Still, other traders said the market started to feel a little better than last week. “It doesn’t seem as bad,” a Boston trader said, adding buyers were just starting to show interest in the market again. “When you can sell 5% coupon bonds to retail near par, they come out of their bunkers.”

This trader said the market was five to 10 basis points weaker but was very credit-specific. “Some credits are holding in much better than others,” he said.

“We don’t seem to be getting the panic phone calls today,” the trader said. “The initial surge last week was the nervous nelly retail who want to get out instantaneously. Now they are out of the way and we have people who have the benefit of historical knowledge and don’t need to completely panic. Some munis are 140% of Treasuries and that’s ludicrous. People are starting to poke their heads up.”

In the secondary market, trades compiled by data provider Markit showed weakening across the curve. Yields on Dallas Water Works and Sewer System 5s of 2018 jumped 23 basis points to 2.00% and California’s Golden State Tobacco Securitization Corp. 5s of 2033 spiked 22 basis points to 7.15%.

Yields on Delaware Transportation Authority 5s of 2022 increased 18 basis points to 3.11% and Denton, Texas, 3.25s of 2032 rose 14 basis points to 5.05%.

Yields on the MMD scale ended as much as 20 basis points higher Monday. The 10-year and 30-year yields jumped 17 basis points each to 2.80% and 4.13%, respectively. The two-year yield increased 12 basis points to 0.55%.

Yields on the Municipal Market Advisors 5% scale closed as much as 19 basis points higher.
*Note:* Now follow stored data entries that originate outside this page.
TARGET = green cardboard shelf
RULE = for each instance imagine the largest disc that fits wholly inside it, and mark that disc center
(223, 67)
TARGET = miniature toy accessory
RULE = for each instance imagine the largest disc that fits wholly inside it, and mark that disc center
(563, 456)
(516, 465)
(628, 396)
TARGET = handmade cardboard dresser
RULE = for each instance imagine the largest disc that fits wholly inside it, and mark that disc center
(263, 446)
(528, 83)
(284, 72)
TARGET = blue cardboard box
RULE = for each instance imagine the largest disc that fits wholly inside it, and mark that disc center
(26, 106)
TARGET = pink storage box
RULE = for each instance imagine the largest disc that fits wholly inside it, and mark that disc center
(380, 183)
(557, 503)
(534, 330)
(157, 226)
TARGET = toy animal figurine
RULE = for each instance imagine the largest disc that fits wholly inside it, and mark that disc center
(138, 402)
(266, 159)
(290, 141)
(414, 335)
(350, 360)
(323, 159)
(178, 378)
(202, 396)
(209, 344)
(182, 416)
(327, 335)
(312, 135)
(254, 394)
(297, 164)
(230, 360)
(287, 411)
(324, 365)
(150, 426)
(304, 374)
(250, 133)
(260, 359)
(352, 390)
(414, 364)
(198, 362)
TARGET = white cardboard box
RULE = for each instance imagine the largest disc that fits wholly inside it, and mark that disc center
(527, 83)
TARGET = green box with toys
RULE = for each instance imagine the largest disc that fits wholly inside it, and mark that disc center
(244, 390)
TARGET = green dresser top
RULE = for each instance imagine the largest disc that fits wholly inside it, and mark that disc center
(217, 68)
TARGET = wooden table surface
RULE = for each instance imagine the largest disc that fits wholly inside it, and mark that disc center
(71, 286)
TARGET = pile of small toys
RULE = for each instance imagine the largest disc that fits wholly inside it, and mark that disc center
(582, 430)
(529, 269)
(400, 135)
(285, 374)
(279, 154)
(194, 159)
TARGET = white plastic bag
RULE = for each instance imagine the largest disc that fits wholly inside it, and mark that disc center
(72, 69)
The 10-year jumped 18 basis points to 2.96% and the 30-year yield spiked 15 basis points to 4.23%. The two-year yield jumped eight basis points to 0.58%.

Treasuries continued to weaken, though less so than their tax-exempt counterparts. The two-year yield increased three basis points to 0.40% and the benchmark 10-year yield jumped six basis points to 2.57%. The 30-year was steady at 3.57%.